Perhaps this has already been discussed but has anyone tried to simply add a cheap $15 value pack for unlimited surfing?

http://fido.ca/web/content/options/valuepacks


----------



## Flipstar (Nov 7, 2004)

WAP sucks.

How it works

The WAP browser on your Fido provides a slimmed down version of the Internet. WAP sites have been designed without any complex graphics or large images that may slow you down. It’s ideal for any type of text information you need right away.


----------



## satchmo (May 26, 2005)

Okay, don't know what WAP is...but why do I have to use the Fido browser? 
Isn't a connection all I need for me to use Safari?


----------



## aaron (Jul 17, 2003)

Hey there,
When I originally bought my first iphone in January, Fido explicitly recommended the $7 unlimited plan for me: this was unlimited EDGE data, and it worked as advertised. However, about three weeks before the official iPhone launch here, I received my monthly statement, which showed that they were now charging me by the KB. A call revealed that they'd changed their policy. Frakers.

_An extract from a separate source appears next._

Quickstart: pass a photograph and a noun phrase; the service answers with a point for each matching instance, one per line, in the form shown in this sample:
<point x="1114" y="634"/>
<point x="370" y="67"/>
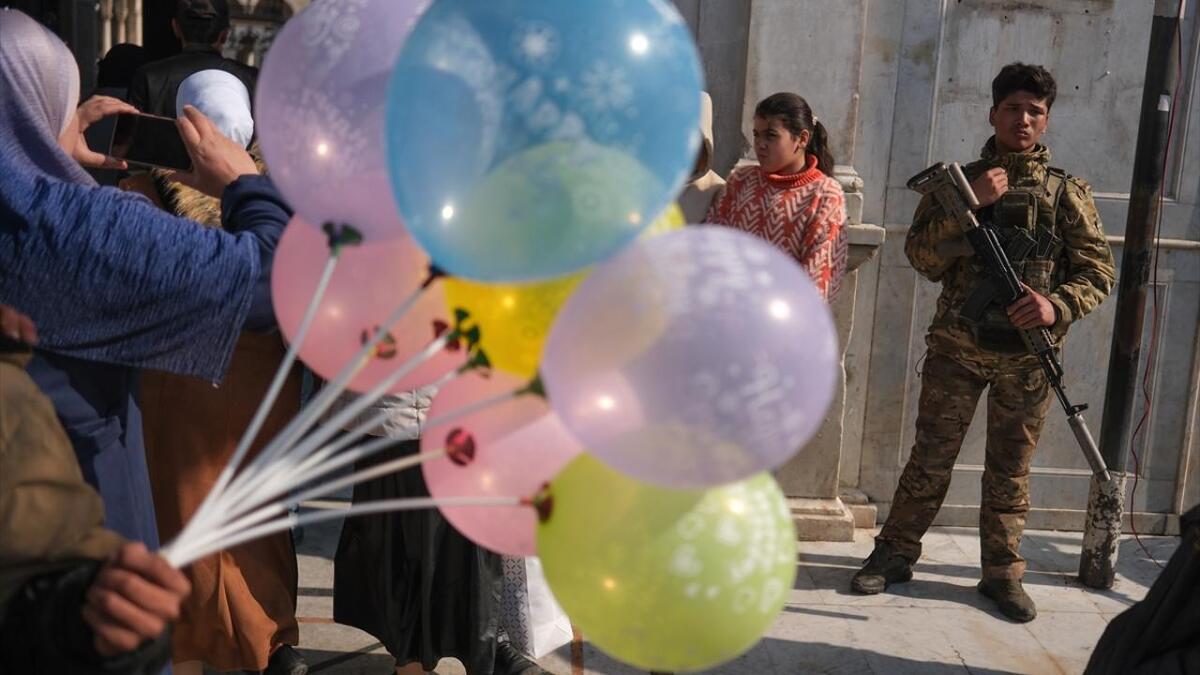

Think of WAP as the Internet, but a walled garden thereof. It's a way to containerize the amount of data that gets pushed to your phone, because they are extremely low-bandwidth. Hence their being cool with charging $7/month.

Cheers,
Aaron.


----------



## fyrefly (Apr 16, 2005)

The $7 Unlimited Surfing option on Fido definitely *does not* work with the iPhone. Even if you have the option - if you use data on your device, you will be charged $0.05/KB - which means you could get dinged $5 or so, just for checking e-mail.

Use one of the Data plans that are impossible to find on FIDO's site ($30/300MB) which are month to month.

Or get the $30/6GB plan that requires a 3-yr Data Contract ($100 Early Cancellation Fee).


----------